Personal information
- Born: October 21, 1940 Wassamu, Hokkaido, Japan
- Died: October 1, 2022 (aged 81) Tokyo, Japan
- Education: Chuo University
- Height: 1.60 m (5 ft 3 in)
- Weight: 63 kg (139 lb)

Sport
- Sport: Freestyle wrestling

Medal record
Representing Japan
Olympic Games
| Gold medal – first place | 1964 Tokyo | 63 kg |
World Championships
| Gold medal – first place | 1962 Toledo | 63 kg |
| Gold medal – first place | 1963 Sofia | 63 kg |
Asian Games
| Gold medal – first place | 1962 Jakarta | 63 kg |

= Osamu Watanabe =

Japanese freestyle wrestler

Osamu Watanabe (渡辺 長武, Watanabe Osamu) was a Japanese freestyle wrestler.

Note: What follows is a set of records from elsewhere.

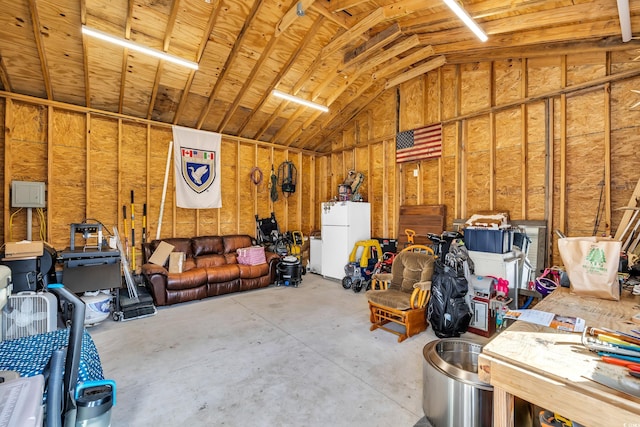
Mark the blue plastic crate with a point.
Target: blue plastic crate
(488, 240)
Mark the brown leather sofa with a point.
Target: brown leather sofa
(211, 268)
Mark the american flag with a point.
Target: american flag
(419, 144)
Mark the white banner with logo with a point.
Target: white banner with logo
(197, 168)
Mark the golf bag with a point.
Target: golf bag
(448, 312)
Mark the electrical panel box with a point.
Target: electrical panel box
(25, 194)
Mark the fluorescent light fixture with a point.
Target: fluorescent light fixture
(138, 48)
(464, 16)
(625, 19)
(300, 101)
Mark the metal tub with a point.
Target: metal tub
(453, 396)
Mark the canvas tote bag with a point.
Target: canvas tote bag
(592, 265)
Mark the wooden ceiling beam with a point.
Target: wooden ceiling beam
(372, 46)
(383, 56)
(301, 82)
(341, 19)
(292, 15)
(249, 82)
(37, 36)
(612, 43)
(173, 14)
(213, 18)
(381, 14)
(589, 31)
(430, 65)
(230, 59)
(353, 33)
(403, 63)
(340, 5)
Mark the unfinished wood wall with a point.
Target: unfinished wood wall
(92, 162)
(518, 136)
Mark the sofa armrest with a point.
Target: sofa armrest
(156, 280)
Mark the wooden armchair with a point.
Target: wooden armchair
(401, 296)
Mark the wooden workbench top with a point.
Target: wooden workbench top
(550, 368)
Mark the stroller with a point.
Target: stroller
(268, 235)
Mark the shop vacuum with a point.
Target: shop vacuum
(289, 271)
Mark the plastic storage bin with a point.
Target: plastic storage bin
(488, 240)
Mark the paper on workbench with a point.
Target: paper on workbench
(552, 320)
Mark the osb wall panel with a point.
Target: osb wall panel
(306, 192)
(25, 159)
(263, 190)
(449, 92)
(477, 171)
(432, 101)
(133, 178)
(412, 105)
(68, 186)
(508, 185)
(103, 171)
(508, 80)
(410, 183)
(3, 185)
(279, 207)
(584, 67)
(228, 170)
(293, 202)
(474, 88)
(383, 115)
(159, 145)
(449, 180)
(543, 75)
(246, 218)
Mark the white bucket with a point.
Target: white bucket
(97, 306)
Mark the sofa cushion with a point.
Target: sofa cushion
(235, 242)
(222, 273)
(253, 271)
(187, 279)
(211, 260)
(205, 245)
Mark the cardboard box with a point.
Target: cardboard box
(161, 253)
(23, 249)
(176, 261)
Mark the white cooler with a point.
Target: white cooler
(504, 266)
(5, 290)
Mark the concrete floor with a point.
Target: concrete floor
(277, 356)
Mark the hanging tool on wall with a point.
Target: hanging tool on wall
(126, 238)
(287, 177)
(144, 223)
(273, 187)
(133, 235)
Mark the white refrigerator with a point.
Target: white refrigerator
(343, 224)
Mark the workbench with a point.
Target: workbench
(550, 368)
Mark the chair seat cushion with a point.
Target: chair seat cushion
(391, 298)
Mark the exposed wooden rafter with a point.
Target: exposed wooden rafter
(4, 76)
(430, 65)
(213, 18)
(165, 48)
(230, 59)
(372, 46)
(37, 35)
(85, 55)
(125, 55)
(294, 13)
(294, 56)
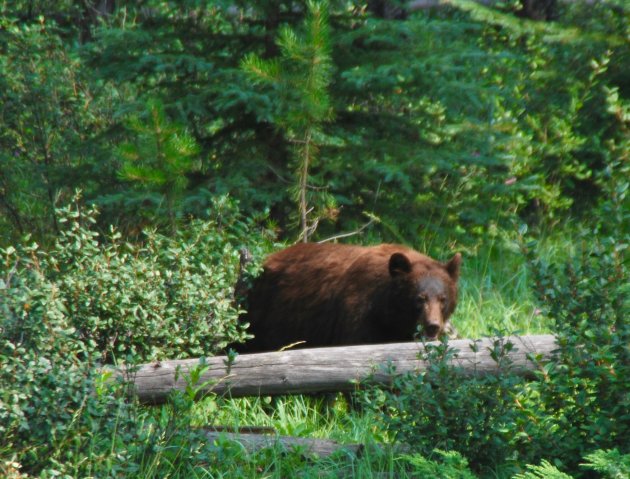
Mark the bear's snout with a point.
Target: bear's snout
(432, 330)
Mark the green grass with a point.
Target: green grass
(494, 295)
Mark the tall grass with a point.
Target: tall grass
(167, 442)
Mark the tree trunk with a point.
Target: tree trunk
(325, 369)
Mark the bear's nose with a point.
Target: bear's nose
(432, 330)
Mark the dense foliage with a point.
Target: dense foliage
(196, 128)
(443, 125)
(579, 401)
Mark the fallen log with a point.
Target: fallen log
(331, 369)
(253, 442)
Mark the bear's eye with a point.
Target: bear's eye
(421, 300)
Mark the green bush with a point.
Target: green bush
(579, 401)
(91, 300)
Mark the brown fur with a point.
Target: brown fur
(332, 294)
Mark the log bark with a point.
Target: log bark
(306, 446)
(333, 369)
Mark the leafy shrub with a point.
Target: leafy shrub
(585, 392)
(89, 301)
(579, 401)
(441, 408)
(166, 298)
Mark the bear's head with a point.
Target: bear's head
(425, 292)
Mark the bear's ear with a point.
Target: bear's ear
(453, 266)
(399, 264)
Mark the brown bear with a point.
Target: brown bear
(334, 294)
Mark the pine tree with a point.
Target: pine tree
(301, 76)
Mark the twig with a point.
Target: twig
(351, 233)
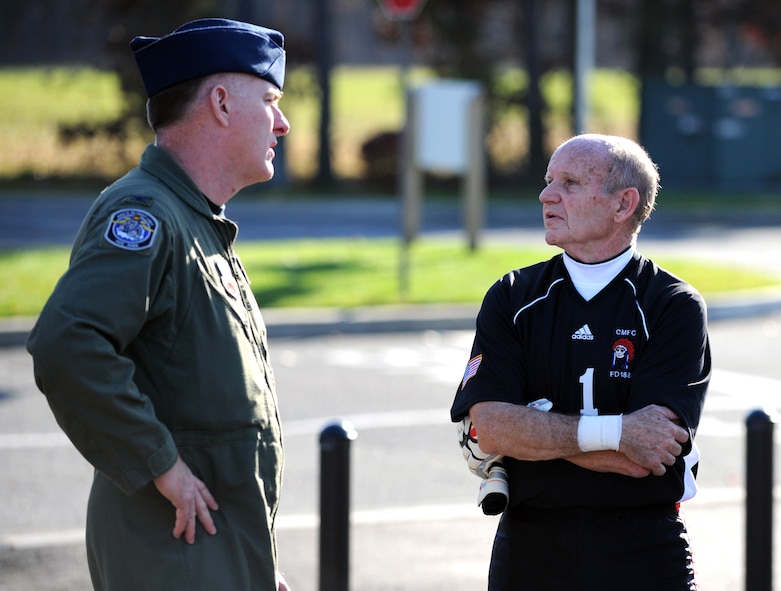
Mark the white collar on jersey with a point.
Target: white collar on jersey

In 1962 (Toledo, Ohio), he debuted internationally and was the reigning world champion, when he capped off his career with a gold medal for Japan in freestyle wrestling at the 1964 Olympics, retiring from competition shortly afterwards as the only undefeated Olympic champion to date at 189–0. He is considered one of the best wrestlers in Olympic history.

In the early 2000s Watanabe resumed competing internationally in the masters category. He died of a heart attack on October 1, 2022.